The man who came face-to-face with a Sutherland Springs madman who killed 26 people in a Texas church says God protected him and gave him the skills to stop more deaths.
The former NRA instructor engaged Devin Patrick Kelley as he exited the church. Stephen Willeford told 40/29 News reporter Joshua Cole in a video interview on Monday:
“I’m no hero. I’m not. I think my God, my Lord, protected me and gave me the skills I needed to do what needed to be done. I just wish I could have gotten there faster. I didn’t know. I didn’t know what was happening.”
Willeford told Cole the experience was surreal saying:
“I was scared.

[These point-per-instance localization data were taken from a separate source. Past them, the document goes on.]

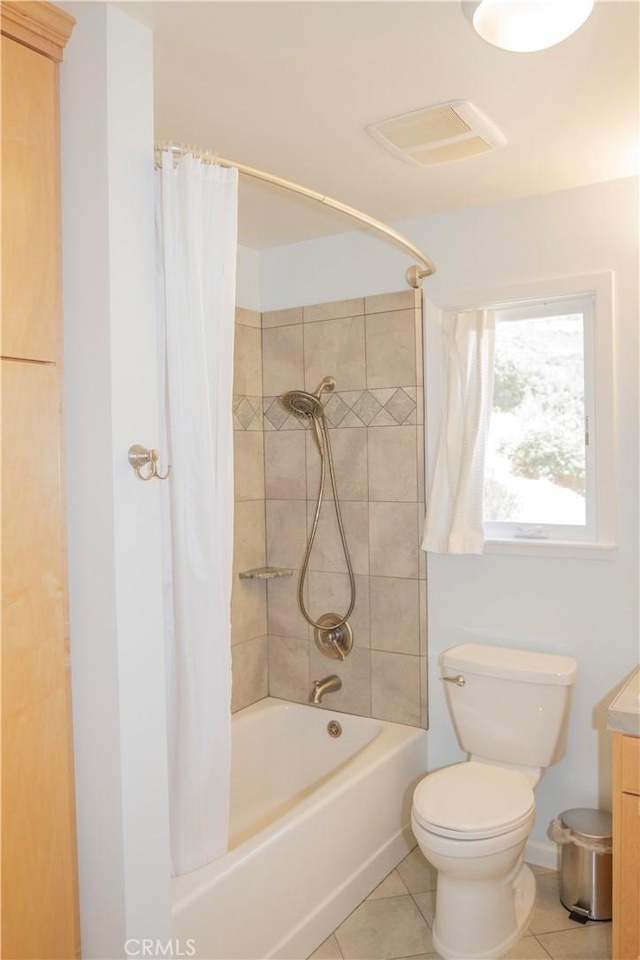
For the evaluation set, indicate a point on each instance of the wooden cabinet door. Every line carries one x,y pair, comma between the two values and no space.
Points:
30,215
629,885
38,845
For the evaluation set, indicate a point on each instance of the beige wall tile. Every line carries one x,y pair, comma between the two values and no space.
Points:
349,449
247,361
393,463
285,465
421,474
335,348
395,687
286,532
248,610
393,532
248,318
331,593
282,318
289,668
284,617
391,349
249,673
424,693
385,302
248,447
327,554
355,673
422,556
395,615
333,309
422,592
249,535
283,368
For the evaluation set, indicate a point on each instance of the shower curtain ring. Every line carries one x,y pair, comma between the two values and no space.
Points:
140,457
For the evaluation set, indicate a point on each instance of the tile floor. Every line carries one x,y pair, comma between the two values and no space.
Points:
394,923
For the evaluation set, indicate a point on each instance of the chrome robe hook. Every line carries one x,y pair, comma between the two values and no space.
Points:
140,457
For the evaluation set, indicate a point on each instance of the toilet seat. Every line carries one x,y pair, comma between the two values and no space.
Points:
473,801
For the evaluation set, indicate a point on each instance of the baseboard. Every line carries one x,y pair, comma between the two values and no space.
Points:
542,853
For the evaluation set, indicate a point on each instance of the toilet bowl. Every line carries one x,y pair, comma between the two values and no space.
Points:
472,819
476,843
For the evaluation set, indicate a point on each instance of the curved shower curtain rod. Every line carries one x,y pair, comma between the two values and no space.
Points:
414,274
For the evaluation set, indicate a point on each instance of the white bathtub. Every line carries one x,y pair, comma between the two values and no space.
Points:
316,823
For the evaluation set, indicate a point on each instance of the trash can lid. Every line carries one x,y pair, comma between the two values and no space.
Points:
586,822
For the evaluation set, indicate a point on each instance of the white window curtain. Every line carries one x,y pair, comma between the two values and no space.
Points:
197,243
454,522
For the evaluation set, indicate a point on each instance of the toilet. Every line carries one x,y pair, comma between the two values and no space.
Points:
510,710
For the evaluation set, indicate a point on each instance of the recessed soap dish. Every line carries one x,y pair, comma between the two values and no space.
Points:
265,573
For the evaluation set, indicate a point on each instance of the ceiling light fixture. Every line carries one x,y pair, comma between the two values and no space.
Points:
527,25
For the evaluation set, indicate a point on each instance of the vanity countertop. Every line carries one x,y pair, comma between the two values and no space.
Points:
624,711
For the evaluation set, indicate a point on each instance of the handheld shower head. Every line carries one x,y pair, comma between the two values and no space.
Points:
303,404
328,383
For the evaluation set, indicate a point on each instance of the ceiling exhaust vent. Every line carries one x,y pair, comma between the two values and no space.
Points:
449,131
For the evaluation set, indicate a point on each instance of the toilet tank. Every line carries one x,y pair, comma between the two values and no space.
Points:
513,706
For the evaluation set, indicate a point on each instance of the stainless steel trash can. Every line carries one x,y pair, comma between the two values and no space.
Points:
585,864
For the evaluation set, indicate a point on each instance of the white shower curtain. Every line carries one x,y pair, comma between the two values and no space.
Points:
454,521
197,241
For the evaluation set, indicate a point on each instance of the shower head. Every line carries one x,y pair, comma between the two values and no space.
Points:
303,404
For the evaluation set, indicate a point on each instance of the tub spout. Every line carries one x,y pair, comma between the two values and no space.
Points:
320,687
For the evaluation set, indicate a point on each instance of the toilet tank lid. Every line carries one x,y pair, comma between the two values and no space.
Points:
504,662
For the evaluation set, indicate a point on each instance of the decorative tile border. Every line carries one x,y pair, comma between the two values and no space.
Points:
388,407
247,413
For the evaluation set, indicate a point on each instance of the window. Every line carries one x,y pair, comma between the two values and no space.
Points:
539,474
550,487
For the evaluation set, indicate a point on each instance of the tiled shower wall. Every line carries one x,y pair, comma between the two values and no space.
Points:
249,597
373,348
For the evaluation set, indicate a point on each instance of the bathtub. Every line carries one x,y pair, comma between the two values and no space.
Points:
316,823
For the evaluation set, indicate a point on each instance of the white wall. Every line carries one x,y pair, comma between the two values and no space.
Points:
114,520
248,279
587,608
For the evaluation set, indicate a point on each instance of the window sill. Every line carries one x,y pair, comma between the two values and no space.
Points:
570,549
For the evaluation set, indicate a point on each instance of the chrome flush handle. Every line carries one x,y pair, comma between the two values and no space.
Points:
459,680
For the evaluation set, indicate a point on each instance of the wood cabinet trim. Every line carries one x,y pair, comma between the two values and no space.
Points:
38,25
630,765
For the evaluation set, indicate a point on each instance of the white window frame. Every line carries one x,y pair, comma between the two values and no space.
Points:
598,539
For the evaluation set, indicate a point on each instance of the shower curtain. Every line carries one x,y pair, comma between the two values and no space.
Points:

It was surreal to me–it couldn’t be happening.”
After hearing the “pop pop pop pop” sound, a sound too familiar to the former NRA instructor, Willeford said he grabbed his rifle, loaded rounds into his magazine, and stepped out onto the street. Willeford saw a man wearing all black, a tactical helmet, and a ballistic vest, then took cover and did what he had to do saying:
“I kept hearing the shots, one after another, very rapid shots – just ‘pop pop pop pop’ and I knew every one of those shots represented someone, that it was aimed at someone, that they weren’t just random shots. He saw me and I saw him.”

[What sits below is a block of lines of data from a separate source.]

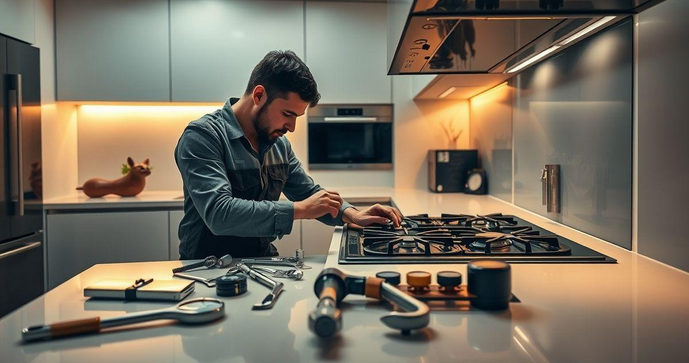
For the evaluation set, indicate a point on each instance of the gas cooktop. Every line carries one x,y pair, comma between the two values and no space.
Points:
456,238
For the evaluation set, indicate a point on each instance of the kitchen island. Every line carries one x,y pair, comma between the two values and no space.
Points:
633,310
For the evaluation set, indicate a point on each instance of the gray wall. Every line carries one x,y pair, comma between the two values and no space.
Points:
575,110
663,163
491,134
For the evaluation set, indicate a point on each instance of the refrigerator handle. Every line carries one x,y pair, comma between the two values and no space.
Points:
15,94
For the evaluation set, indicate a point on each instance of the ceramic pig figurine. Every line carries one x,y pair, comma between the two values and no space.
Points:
127,186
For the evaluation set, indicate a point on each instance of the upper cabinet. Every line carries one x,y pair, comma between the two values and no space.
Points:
346,51
216,44
17,19
205,50
113,50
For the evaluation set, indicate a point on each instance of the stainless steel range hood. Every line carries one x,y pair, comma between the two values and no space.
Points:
494,36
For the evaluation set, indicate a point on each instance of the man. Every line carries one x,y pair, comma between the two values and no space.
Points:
235,163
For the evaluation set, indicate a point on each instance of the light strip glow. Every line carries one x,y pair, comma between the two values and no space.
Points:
481,17
447,92
490,90
587,30
533,59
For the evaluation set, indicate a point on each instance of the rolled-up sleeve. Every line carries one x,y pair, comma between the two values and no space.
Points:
300,186
199,158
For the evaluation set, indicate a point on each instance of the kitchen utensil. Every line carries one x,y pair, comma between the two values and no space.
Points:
276,287
208,262
332,285
297,261
295,273
194,311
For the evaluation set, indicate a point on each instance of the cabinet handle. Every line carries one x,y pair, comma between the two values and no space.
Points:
21,249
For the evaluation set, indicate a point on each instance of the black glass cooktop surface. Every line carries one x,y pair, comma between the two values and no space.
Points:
456,238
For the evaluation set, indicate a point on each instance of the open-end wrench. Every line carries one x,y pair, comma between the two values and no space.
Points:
297,261
276,287
295,273
208,282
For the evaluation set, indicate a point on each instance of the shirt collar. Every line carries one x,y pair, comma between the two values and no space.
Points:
234,129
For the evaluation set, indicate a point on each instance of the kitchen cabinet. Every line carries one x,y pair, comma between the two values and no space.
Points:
346,50
315,237
112,50
17,19
286,246
77,241
216,44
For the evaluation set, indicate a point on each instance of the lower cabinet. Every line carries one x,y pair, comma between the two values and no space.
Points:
286,246
77,241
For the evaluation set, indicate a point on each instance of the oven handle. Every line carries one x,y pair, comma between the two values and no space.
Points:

In a press conference Monday, officials say Devin Patrick Kelley, the killer of 26 in the First Baptist Church of Sutherland Springs, was struck by Willeford’s gun fire twice: once in the torso and once in the leg, then dropped his rifle, got in his car, and fled the scene before he could shoot any other people outside the church.
Willeford says after he fired, he stopped a passing neighbor to asked for help telling the driver, “That guy just shot up the Baptist church.” The two climbed in the car and together, and took off in pursuit of the church killer.
The two eventually caught up to Kelley’s SUV shortly before he crashed into a road sign. Willeford says he and the driver shouted at Kelley to get out of his truck, but there was no movement. They later learned Kelley shot himself in the head after calling his father.
Willeford’s family has lived in the unincorporated Texas community of Sutherland Springs for four generations. Many of those who died or were wounded were friends of his, and says he is not a hero, but others are sure to disagree.